Like every true nobleman, he was very modest, with not a trace of arrogance. He talked eye to eye even with the simplest person, radiating genuine human sensitivity. Yet this gentle man was a tough fighter, when the need arose. I saw him more than once standing upright in the face of bullets and tear gas or marching at the head of a demonstration towards armed soldiers, their guns at the ready.

But, some years ago, this person joined a Gush Shalom demonstration near the old city wall of Jerusalem. We were there to demonstrate for “Jerusalem é Capital of Two States”. In his typical style, a mixture of logic and emotion, he declared: “I dream of a day, when a Palestinian speaking about ‘our Jerusalem’ will mean Palestinians and Israelis, and an Israeli speaking about ‘our Jerusalem’ will mean Israelis and Palestinians.”

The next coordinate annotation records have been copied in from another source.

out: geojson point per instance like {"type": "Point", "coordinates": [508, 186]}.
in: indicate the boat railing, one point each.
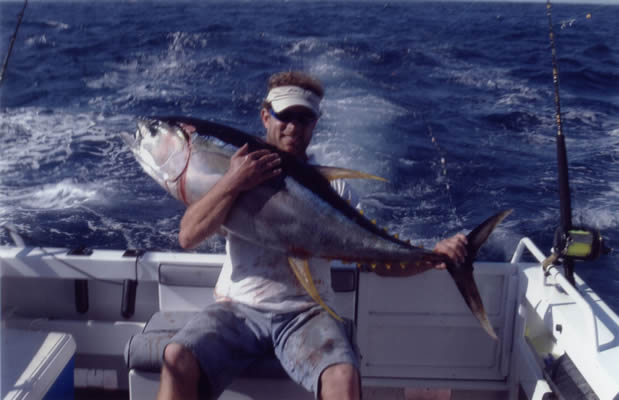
{"type": "Point", "coordinates": [555, 274]}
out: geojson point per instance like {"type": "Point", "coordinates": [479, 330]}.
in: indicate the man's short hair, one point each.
{"type": "Point", "coordinates": [294, 78]}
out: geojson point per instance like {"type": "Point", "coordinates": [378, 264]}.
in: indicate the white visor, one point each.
{"type": "Point", "coordinates": [283, 97]}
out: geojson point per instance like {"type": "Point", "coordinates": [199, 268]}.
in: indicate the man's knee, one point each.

Under the influence of his moving speech I drafted the “Our Jerusalem” manifesto, setting out this beautiful idea. After 850 outstanding Israeli intellectuals and peace activists had signed it within a few weeks, Faisal signed it at a public ceremony in front of the cameras. (Yasser Arafat, too, gave his assent to the text at a public meeting with us.)

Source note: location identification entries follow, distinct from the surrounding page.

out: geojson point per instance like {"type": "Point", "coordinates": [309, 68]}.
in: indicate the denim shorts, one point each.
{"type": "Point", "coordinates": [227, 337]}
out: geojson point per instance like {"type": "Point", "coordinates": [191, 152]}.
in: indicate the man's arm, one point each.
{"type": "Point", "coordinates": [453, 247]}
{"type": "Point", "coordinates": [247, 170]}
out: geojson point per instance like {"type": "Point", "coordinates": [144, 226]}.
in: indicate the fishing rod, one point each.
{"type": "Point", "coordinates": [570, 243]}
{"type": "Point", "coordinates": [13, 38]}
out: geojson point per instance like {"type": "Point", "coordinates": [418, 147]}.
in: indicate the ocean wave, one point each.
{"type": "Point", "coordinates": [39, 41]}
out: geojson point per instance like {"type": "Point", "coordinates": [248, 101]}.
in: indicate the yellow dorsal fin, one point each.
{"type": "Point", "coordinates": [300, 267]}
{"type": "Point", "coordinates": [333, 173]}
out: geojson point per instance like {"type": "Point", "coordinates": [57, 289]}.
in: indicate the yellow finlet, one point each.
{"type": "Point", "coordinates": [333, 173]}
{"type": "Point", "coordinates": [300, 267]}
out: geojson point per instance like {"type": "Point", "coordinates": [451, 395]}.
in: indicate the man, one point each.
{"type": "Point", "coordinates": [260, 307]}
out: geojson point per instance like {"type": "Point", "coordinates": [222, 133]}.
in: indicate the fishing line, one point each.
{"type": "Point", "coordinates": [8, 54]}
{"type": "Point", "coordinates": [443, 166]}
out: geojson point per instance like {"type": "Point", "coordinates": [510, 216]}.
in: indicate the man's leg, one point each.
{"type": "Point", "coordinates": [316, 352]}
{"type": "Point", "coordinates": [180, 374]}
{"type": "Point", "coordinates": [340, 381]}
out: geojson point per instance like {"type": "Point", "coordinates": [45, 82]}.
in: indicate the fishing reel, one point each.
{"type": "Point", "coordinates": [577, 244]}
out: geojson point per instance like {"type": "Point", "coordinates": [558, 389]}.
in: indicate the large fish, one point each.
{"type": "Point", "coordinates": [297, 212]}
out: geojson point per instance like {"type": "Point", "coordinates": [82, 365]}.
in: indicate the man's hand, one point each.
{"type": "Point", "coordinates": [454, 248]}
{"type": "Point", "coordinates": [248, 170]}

When the al-Aksa intifada broke out and many Palestinians withdrew from open contacts with Israelis, Faisal did not retreat one step. We met several times at the Orient House and we held a big public meeting there. A week before his death he suddenly appeared, without prior notice, at an Israel-Palestinian press conference for the international press, in which we expressed our unshakable belief in peace between the two peoples.

This spirit was prevalent at yesterday’s funeral, too. The few Israelis who came to tender their condolences were received with open arms in the courtyard where thousands were crammed, hundred came to shake our hands. One of the Israelis was invited to speak.

In my heart I treated Faisal as a brother. For me, the frontline does not pass between Israelis and Palestinians, but between the Israeli and Palestinian peace lovers on one side and the war-mongers of both peoples on the other.

Less than six hours after the Palestinian people united around Faisal’s coffin, the war camp hit back.

The suicide bomber who blew himself up among the boys and girls at the Dophinarium discotheque on the sea-shore of Tel-Aviv did a great service to the settlers, who are trying to convince the Israeli public that it is not because of them that the rivers of blood are flowing and that there is no difference between the settlements and Tel-Aviv. The collaboration between the Islamic fanatics and the extreme right-wing in Israel is a fact of life, as is the cooperation between the likes of Faisal and the Israeli peace activists.

The Israeli government does not belong é to put it mildly – to the peace front. If not stopped by international forces, it will chose escalation. In the ping-pong game between Rehavam Ze’evi and Sheikh Yassin, Hizbullah and the settlers, the ball is a human skull.

The heart of Faisal Husseini stopped beating when we need him more than ever.